Diabetes Mellitus type 1 (DM1) is an autoimmune disease of pediatric age that requires insulin replacement therapy
The clinical onset of type 1 diabetes mellitus (DM1) is preceded by typical symptoms: polyuria (increased urine production), polydipsia (increased thirst), and weight loss.
It is essential that families do not underestimate signs that look like those of gastritis or flu-like illness and that they alert their doctor to the appearance of any symptoms suggestive of diabetes,” explains Giuseppe D’Annunzio, director of the centre.
“Early diagnosis of diabetes prevents potentially very serious and risky situations for children.
These symptoms usually appear within a few weeks and, if not detected in time, can lead to a general decompensation: diabetic ketoacidosis.
This is the most severe model of clinical onset of this type of diabetes and can lead to coma and, in extreme cases, death,” D’Annunzio explains.
D’Annunzio explains that ‘during diabetic ketoacidosis, other generally misleading symptoms may also appear, such as difficulty breathing, abdominal pain and vomiting and, in girls, vaginitis.

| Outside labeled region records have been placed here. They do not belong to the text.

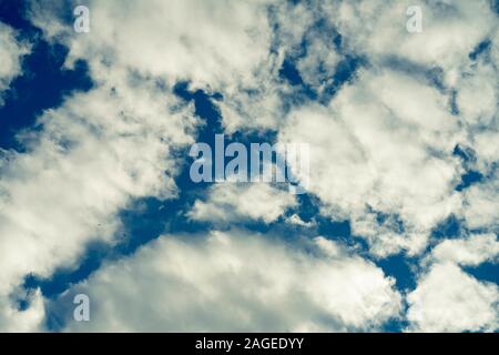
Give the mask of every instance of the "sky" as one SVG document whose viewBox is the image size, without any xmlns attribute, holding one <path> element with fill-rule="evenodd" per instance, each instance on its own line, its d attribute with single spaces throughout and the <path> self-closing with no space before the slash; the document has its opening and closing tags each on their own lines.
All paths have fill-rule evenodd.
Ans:
<svg viewBox="0 0 499 355">
<path fill-rule="evenodd" d="M 498 78 L 493 0 L 0 0 L 0 331 L 497 332 Z"/>
</svg>

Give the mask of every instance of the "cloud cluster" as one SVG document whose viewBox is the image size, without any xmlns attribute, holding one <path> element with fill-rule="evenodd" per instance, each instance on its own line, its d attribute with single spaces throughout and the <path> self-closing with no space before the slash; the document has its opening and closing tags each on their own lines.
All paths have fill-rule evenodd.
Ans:
<svg viewBox="0 0 499 355">
<path fill-rule="evenodd" d="M 43 329 L 47 317 L 62 331 L 378 331 L 394 318 L 407 331 L 497 329 L 497 285 L 464 270 L 499 253 L 489 1 L 91 0 L 90 33 L 64 20 L 75 3 L 32 0 L 27 14 L 68 47 L 67 67 L 88 62 L 93 87 L 18 132 L 26 151 L 0 152 L 0 329 Z M 406 30 L 409 4 L 421 7 L 421 33 Z M 0 92 L 27 51 L 0 23 Z M 364 64 L 338 82 L 348 58 Z M 226 133 L 274 130 L 279 142 L 308 143 L 309 194 L 320 214 L 350 222 L 369 257 L 421 256 L 405 316 L 395 281 L 339 243 L 217 232 L 299 206 L 287 191 L 232 183 L 208 187 L 189 212 L 210 223 L 206 235 L 160 236 L 54 302 L 34 291 L 18 310 L 27 274 L 50 277 L 90 242 L 116 243 L 118 213 L 134 199 L 177 196 L 173 151 L 202 124 L 172 93 L 183 81 L 221 93 Z M 483 180 L 457 191 L 468 170 Z M 471 234 L 424 254 L 452 214 Z M 312 227 L 297 214 L 286 221 Z M 75 293 L 91 297 L 89 323 L 72 321 Z"/>
<path fill-rule="evenodd" d="M 0 105 L 3 104 L 2 93 L 10 82 L 21 73 L 22 55 L 28 54 L 30 45 L 17 39 L 16 31 L 0 22 Z"/>
<path fill-rule="evenodd" d="M 499 326 L 499 287 L 481 282 L 460 266 L 496 261 L 495 234 L 445 241 L 429 255 L 429 266 L 407 296 L 409 331 L 493 332 Z"/>
<path fill-rule="evenodd" d="M 399 316 L 400 295 L 379 268 L 335 242 L 306 243 L 308 253 L 238 231 L 165 235 L 52 306 L 88 294 L 91 321 L 69 310 L 65 329 L 101 332 L 374 331 Z"/>
</svg>

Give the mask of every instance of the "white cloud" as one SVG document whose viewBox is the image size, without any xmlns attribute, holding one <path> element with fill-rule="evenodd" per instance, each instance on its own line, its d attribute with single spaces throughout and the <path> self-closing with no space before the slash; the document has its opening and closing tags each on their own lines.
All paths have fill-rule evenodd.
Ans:
<svg viewBox="0 0 499 355">
<path fill-rule="evenodd" d="M 421 9 L 421 33 L 406 29 L 409 6 Z M 440 67 L 449 83 L 467 64 L 468 53 L 493 33 L 497 24 L 487 0 L 335 1 L 325 9 L 350 50 L 378 63 L 391 57 L 428 68 Z"/>
<path fill-rule="evenodd" d="M 0 22 L 0 105 L 3 104 L 3 91 L 21 73 L 22 55 L 30 51 L 28 43 L 18 41 L 16 36 L 12 28 Z"/>
<path fill-rule="evenodd" d="M 475 234 L 465 240 L 447 240 L 431 252 L 431 260 L 459 265 L 479 265 L 499 256 L 499 241 L 496 234 Z"/>
<path fill-rule="evenodd" d="M 190 109 L 154 82 L 116 80 L 47 111 L 40 132 L 21 134 L 27 152 L 1 152 L 0 298 L 29 273 L 77 262 L 90 241 L 115 242 L 131 199 L 175 196 L 171 150 L 192 143 Z"/>
<path fill-rule="evenodd" d="M 350 217 L 378 255 L 417 253 L 430 229 L 460 207 L 451 156 L 460 133 L 447 109 L 446 95 L 416 79 L 361 71 L 329 108 L 292 111 L 279 140 L 310 144 L 309 190 L 324 213 Z M 367 205 L 398 215 L 404 234 L 391 220 L 379 225 Z"/>
<path fill-rule="evenodd" d="M 446 240 L 424 260 L 425 272 L 407 295 L 408 331 L 464 332 L 499 327 L 499 287 L 481 282 L 459 266 L 497 262 L 496 234 Z"/>
<path fill-rule="evenodd" d="M 163 236 L 102 267 L 52 311 L 85 293 L 91 321 L 75 323 L 69 312 L 64 331 L 119 332 L 375 329 L 397 317 L 394 281 L 332 248 L 342 250 L 316 239 L 305 253 L 296 244 L 236 231 L 202 240 Z"/>
<path fill-rule="evenodd" d="M 499 325 L 497 285 L 479 282 L 452 263 L 431 266 L 407 301 L 409 331 L 493 332 Z"/>
<path fill-rule="evenodd" d="M 295 206 L 295 195 L 266 183 L 222 183 L 210 187 L 206 201 L 197 200 L 189 216 L 217 223 L 240 220 L 276 221 Z"/>
</svg>

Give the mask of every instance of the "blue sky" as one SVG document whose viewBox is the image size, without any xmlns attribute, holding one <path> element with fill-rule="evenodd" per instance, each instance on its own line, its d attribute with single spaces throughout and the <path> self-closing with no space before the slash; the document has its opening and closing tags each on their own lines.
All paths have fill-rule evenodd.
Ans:
<svg viewBox="0 0 499 355">
<path fill-rule="evenodd" d="M 496 332 L 498 7 L 414 4 L 0 0 L 0 329 Z M 221 133 L 306 192 L 193 182 Z"/>
</svg>

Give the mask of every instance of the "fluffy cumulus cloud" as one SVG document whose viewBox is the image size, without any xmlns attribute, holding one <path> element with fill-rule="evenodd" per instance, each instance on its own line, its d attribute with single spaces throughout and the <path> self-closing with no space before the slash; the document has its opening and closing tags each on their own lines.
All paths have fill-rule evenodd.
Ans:
<svg viewBox="0 0 499 355">
<path fill-rule="evenodd" d="M 131 199 L 176 195 L 171 150 L 192 141 L 195 122 L 143 84 L 77 94 L 39 119 L 41 132 L 19 138 L 28 152 L 2 153 L 1 296 L 29 273 L 73 263 L 91 241 L 111 242 Z"/>
<path fill-rule="evenodd" d="M 88 294 L 93 310 L 83 323 L 70 310 L 65 329 L 342 332 L 398 317 L 400 295 L 379 268 L 335 242 L 307 243 L 305 253 L 237 231 L 162 236 L 63 295 Z"/>
<path fill-rule="evenodd" d="M 499 325 L 499 287 L 481 282 L 460 266 L 497 262 L 495 234 L 477 234 L 438 244 L 416 290 L 407 296 L 409 331 L 493 332 Z M 458 315 L 458 316 L 457 316 Z"/>
<path fill-rule="evenodd" d="M 32 0 L 24 13 L 68 48 L 65 68 L 88 64 L 93 85 L 17 132 L 23 150 L 0 151 L 0 329 L 498 328 L 498 286 L 467 270 L 499 254 L 490 1 L 89 0 L 89 33 L 68 21 L 75 4 Z M 420 33 L 406 29 L 408 6 L 422 11 Z M 20 38 L 0 23 L 0 103 L 29 52 Z M 309 176 L 289 162 L 306 194 L 232 182 L 182 191 L 192 184 L 175 181 L 187 161 L 177 153 L 213 122 L 200 118 L 204 102 L 175 94 L 181 82 L 216 98 L 232 138 L 308 143 Z M 466 185 L 469 172 L 481 178 Z M 31 290 L 17 304 L 27 275 L 50 278 L 78 267 L 90 243 L 120 243 L 120 211 L 143 197 L 192 200 L 166 212 L 204 232 L 160 231 L 52 300 Z M 449 217 L 459 235 L 438 240 Z M 363 256 L 317 236 L 327 220 L 349 222 Z M 246 231 L 254 222 L 277 227 Z M 373 262 L 394 254 L 417 264 L 413 290 Z M 73 322 L 78 293 L 91 322 Z"/>
<path fill-rule="evenodd" d="M 310 191 L 327 204 L 325 213 L 352 217 L 354 233 L 379 255 L 417 253 L 460 205 L 451 155 L 459 131 L 446 102 L 409 75 L 361 71 L 328 108 L 292 111 L 281 141 L 310 142 Z M 376 212 L 393 217 L 379 224 Z"/>
<path fill-rule="evenodd" d="M 3 104 L 3 91 L 9 88 L 13 78 L 21 73 L 22 55 L 30 51 L 27 42 L 17 38 L 16 31 L 0 22 L 0 105 Z"/>
</svg>

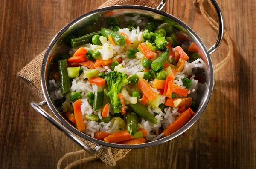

It is therefore essential to recognize the signs and symptoms in order to make an early diagnosis, avoiding the more serious picture of ketoacidosis and the risks of complications and survival’.
The director of the pediatric and endocrinology clinic, Mohamad Maghnie, says he is ‘aware that the pandemic has focused a lot of energy in the health field on containing the coronavirus and that the measures to prevent contagion have led to a reduction in the number of visits to both the emergency department and paediatricians of choice, but in light of what has been observed, it is essential to draw the attention of families and health professionals to the symptoms indicated, in order to avoid diagnostic delays and worsening the clinical conditions of children.
The day hospital coordinator, Nicola Minuto, adds that in the paediatric diabetology center “about 600 patients suffering from type 1 diabetes mellitus are followed.
About 30 new cases are registered each year in Liguria, of which on average less than a third have ketoacidosis.
The age of onset has changed over the years, with type 1 diabetes affecting infants and early childhood.